Ömer’le hızlıca çıkıp hastanın odasına vardığımızda hasta gerçekten gidiciydi. Başında da eşi refakatçı idi önceleri, ama o anda göremedik ve müdahalelere rağmen hasta vefat etti.

Ve Ömer’le dosyasına not düşüp odamıza çekilmiştik.

Ertesi sabah hoca gelmeden vizitimizi yapıyoruz ve hocayı bekliyoruz. O da ne! Hoca odasında öyle bir hışımla geliyor ki! Halk arasında bu durumlar için şöyle denir: ‘’Allah hayırlara tebdil ede!’’ Biziki de o misal. Servie gelir gelmez hoca kıpkırmızı olmuş o yüz ifadesiyle Ömer’e ve dolayısıyla da bana avazı çıktığı kadar bağırmaya başlamaz mı!

Şaşırmıştım elbette…’’Beni rezil rüsva ettiniz hastanın eşi ve kardeşleri karşısında. Hastanın eks olduğunu bana neden bildirmedin Ömer? O saatten bir saat kadar sonra hastanın eşi ve kardeşleri muayenehaneme hastalarının durumunu sormaya gelmişlerdi. Gayet iyi, rahat olun dedim!’’

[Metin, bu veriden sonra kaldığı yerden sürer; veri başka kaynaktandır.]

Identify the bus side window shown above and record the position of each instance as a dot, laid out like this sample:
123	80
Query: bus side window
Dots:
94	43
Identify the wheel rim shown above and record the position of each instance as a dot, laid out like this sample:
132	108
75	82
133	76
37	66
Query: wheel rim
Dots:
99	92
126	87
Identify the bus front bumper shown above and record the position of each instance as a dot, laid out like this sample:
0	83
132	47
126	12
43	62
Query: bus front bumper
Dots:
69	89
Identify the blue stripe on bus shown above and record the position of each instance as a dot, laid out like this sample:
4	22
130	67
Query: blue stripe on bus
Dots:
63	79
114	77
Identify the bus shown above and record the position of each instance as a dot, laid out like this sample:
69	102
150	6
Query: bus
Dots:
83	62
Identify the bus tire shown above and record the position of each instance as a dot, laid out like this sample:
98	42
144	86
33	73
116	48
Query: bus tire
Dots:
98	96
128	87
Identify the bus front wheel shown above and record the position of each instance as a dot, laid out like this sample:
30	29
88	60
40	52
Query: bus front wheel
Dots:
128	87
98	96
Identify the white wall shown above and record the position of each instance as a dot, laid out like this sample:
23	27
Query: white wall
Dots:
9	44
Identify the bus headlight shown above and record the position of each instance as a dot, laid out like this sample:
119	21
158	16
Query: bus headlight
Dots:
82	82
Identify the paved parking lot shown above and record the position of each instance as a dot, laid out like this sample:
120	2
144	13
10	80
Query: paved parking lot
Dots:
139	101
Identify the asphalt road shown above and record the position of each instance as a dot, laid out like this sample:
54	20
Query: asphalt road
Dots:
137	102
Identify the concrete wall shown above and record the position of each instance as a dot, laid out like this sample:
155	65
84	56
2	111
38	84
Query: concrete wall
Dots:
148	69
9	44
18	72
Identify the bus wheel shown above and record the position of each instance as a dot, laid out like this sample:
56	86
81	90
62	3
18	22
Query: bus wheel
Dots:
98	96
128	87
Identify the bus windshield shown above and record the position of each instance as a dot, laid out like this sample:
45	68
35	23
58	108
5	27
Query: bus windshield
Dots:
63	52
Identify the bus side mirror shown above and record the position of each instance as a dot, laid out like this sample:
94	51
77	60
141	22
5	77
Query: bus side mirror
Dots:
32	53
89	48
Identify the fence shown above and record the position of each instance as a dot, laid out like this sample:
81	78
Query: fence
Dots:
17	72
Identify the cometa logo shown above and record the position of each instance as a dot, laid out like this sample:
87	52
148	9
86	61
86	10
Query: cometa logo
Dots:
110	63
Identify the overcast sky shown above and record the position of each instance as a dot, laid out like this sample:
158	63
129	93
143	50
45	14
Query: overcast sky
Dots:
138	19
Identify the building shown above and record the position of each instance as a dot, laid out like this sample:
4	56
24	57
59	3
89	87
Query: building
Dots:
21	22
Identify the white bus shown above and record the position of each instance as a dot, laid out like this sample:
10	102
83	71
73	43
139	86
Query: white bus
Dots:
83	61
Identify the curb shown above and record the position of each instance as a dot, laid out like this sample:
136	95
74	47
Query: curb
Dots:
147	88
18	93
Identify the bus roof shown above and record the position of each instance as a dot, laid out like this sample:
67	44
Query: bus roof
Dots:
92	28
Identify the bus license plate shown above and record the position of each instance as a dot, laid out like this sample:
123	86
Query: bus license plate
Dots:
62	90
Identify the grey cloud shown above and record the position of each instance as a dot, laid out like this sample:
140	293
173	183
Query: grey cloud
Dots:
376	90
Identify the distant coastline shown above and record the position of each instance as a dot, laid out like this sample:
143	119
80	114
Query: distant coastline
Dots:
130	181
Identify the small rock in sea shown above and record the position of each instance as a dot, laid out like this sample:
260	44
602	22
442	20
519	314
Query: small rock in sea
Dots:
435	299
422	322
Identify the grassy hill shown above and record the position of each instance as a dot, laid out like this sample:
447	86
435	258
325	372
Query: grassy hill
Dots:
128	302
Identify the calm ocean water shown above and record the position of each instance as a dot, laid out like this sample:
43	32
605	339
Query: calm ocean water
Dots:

Meğer Ömer hastanın eks olduğunu hocaya bildirmemiş. Hastanın sağlık durumu hakkında toz pembe tablo çizen hocanın durumunu tahmin edebiliyorsunuzdur sanırım.

Al sana bir ‘’tıbbi ofsayt!’’

Doktor Ömer mi? Seneler sonra intihar etti.